Page 1 has a couple of minor typos: "powerful warriors, tigers to make a caste of laborers and farmers to suuport that army, and leopards to make a race a household servants for themselves." There's an extra "u" in "support," and shouldn't that second "a" be "of"?
Page 2: Very nice conscript! Phonology looks good. You should mark the length distinction of the vowels on your IPA vowel chart: you can mark long (small) vowels with "ˑ", extra-long (large) vowels with "ː", and leave short (extra small) vowels unmarked. The contrast between /a/ and /æ/ confused me until I got to the next page, since that contrast would be weird without an additional distinction in length.
Page 4: Is there any particular language you modeled this stress pattern after? Just curious. It looked complicated and odd at first (though this isn't a human language), but it actually feels natural when I tried saying the words.
Page 6: Technical term for this is "generic plural," but eh, what's good enough for Tolkien is good enough for me.
Page 7: Technical term for the "compound" form is "partitive."

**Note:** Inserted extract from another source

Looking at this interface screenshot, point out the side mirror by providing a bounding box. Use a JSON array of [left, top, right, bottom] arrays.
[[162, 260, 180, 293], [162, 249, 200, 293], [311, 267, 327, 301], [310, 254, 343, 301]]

Page 8: I'd call the regular pronoun forms the "nominative case" and the L forms the "oblique case" because that seems to be how they function.
Page 14 has a minor typo: "Predent" = "Present."
Page 16 has a couple of typos too: "Pasive Participle" = "Passive Participle," "Conjucation Root" = "Conjugation Root." Also, I'd add a few more irregular verbs. Cross-linguistically, basic verbs strongly tend to be somewhat irregular except in isolating and strongly agglutinative languages: the copula and existential (both "to be" in English, but they to be separate in non-Indo-European languages), to do, to go, to come, to have, to get, to take, etc.
I gotta go run some errands now, but I'll look over the rest of it when I get back.